Vi erano però due idee interessanti a livello di design più “schietto”: prima di partire si doveva scegliere sia il tipo di proiettile da usare (equilibrato, veloce ma debole e il forte ma lento) e l’equipaggiamento iniziale. Ciascun pezzo di vestiario così scelto avrebbe protetto da una tipologia specifica di attacco (proiettile, lama o zanna). Per impossessarsi dei tesori invece si sarebbero dovuti superare piccoli minigiochi come ricomporre una tavola distrutta o varianti del gioco delle tre carte. I tesori così ottenuti avrebbero notevolmente innalzato il punteggio totale alla fine dell’avventura.

L’ultimo stage della grande piramide ospitava invece il personaggio di Pharaoh, boss finale decisamente arzillo per avere seimila anni. Da lui si sarebbe ottenuta la Wand of Pharaoh, l’unico tesoro il cui ottenimento è automatico. Anche se il mondo delle sale giochi stava ormai tramontando nella sua componente più “di massa”, The Maze of the Kings fu ricevuto abbastanza bene: il pubblico ne apprezzò l’ambientazione inedita per il genere e il creativo cabinato. Quest’ultimo, oltre a essere ovviamente costruito con rimandi all’antico Egitto, presentava le Light-Gun completamente ridisegnate. Erano infatti riproduzioni dorate delle aste magiche utilizzate dai protagonisti del gioco, modellate a forma di testa di Anubi e dipinte d’oro. Nonostante gli entusiasmi, The Maze of the Kings andò incontro anche a delle critiche, prevalentemente per via una calibrazione della difficoltà verso il basso. Se da un lato era più accessibile, dall’altro il livello di sfida calava sensibilmente.
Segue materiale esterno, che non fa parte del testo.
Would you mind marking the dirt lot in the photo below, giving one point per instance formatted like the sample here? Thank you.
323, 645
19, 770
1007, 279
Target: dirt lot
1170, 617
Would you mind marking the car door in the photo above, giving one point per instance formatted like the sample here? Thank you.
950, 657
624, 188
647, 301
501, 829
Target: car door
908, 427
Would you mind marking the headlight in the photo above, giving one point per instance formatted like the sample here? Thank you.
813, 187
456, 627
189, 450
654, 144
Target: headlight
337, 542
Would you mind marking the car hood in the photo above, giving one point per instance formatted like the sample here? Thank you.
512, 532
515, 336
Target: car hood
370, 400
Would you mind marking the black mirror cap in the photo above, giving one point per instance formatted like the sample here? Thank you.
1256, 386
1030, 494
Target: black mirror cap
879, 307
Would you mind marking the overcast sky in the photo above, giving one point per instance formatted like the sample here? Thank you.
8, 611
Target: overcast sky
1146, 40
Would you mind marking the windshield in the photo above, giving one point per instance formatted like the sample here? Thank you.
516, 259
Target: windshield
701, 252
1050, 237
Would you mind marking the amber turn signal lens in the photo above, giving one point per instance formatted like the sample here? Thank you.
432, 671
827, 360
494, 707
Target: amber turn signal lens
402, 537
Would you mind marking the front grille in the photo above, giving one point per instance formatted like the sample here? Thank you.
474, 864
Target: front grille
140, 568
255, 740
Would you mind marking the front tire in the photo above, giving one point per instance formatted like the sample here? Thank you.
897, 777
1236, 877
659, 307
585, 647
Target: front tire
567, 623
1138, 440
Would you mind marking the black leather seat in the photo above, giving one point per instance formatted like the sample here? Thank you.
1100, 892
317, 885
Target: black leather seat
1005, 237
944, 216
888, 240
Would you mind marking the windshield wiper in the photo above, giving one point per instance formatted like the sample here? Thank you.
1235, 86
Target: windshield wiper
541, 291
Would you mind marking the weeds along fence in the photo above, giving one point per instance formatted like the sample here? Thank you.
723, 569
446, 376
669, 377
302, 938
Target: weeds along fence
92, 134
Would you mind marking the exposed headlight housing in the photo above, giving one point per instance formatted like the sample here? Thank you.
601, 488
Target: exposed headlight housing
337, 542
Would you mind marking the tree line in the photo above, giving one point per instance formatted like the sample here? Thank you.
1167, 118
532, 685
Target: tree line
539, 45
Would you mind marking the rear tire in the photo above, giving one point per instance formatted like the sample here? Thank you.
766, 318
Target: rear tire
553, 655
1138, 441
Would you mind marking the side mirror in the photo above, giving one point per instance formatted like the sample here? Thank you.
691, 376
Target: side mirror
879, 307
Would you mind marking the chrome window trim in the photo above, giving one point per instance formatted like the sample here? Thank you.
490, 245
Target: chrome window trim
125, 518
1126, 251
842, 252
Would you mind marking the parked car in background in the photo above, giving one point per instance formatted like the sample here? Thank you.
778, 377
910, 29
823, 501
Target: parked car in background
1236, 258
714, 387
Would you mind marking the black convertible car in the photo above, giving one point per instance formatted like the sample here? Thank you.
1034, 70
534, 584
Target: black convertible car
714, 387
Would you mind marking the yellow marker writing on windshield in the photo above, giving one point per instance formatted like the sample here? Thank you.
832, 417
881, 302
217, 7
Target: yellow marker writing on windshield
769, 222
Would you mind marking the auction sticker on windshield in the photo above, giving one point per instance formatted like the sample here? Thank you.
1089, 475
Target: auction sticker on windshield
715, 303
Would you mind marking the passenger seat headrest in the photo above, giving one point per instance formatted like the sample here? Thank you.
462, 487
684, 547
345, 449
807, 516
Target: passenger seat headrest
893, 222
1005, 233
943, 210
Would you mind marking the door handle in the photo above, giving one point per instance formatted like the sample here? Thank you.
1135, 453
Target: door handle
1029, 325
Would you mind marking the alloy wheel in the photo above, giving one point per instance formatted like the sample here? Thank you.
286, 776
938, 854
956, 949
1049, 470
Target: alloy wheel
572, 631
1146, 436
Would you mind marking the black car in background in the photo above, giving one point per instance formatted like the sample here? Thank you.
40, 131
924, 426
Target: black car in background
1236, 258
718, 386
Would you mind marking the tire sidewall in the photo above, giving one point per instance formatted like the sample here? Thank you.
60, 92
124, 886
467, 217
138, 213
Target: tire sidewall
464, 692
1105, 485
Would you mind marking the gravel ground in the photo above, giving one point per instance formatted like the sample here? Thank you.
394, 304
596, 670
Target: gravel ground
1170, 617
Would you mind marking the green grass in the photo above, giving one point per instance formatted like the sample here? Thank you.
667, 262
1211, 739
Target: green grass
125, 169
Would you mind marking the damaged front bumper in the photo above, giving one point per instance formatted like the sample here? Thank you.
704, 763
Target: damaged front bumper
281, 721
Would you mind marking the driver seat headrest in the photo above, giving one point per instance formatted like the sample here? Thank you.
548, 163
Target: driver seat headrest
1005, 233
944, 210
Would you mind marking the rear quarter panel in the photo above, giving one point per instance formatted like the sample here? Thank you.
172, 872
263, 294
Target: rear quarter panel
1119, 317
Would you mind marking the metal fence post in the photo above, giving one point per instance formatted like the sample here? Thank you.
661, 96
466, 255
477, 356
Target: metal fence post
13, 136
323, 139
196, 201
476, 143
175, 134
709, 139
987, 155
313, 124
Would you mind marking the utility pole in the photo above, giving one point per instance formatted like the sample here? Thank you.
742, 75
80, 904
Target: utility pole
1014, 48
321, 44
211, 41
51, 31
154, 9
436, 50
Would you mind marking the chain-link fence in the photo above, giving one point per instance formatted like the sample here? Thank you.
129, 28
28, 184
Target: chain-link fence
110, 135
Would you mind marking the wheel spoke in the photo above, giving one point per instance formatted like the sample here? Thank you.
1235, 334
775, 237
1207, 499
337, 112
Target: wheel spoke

Siamo arrivati alla fine di queste retrospettiva sulle Light-Gun. Un genere che, per quanto nato inizialmente senza troppe speranze, ha saputo essere un grande terreno di sperimentazione per i creativi che hanno voluto calcarlo. Ciò ha portato le sale arcade all’ultimo sprazzo di giovinezza, che nonostante si sia dovuto scontrare anche con la grigia cronaca di tutti i giorni era un momento in cui calarsi in contesti irreali e divertirsi nella maniera più esotica possibile. Una tecnologia che, vista la sua dipendenza dal tubo catodico, è destinata a una triste obsolescenza in un mondo di schermi piatti e cristalli liquidi. Eppure non muore mai la speranza che i videogiochi che furono possano essere un giorno riportati alla gloria, magari con una riedizione della vecchia G-Con 3 oppure con una nuova periferica appositamente progettata.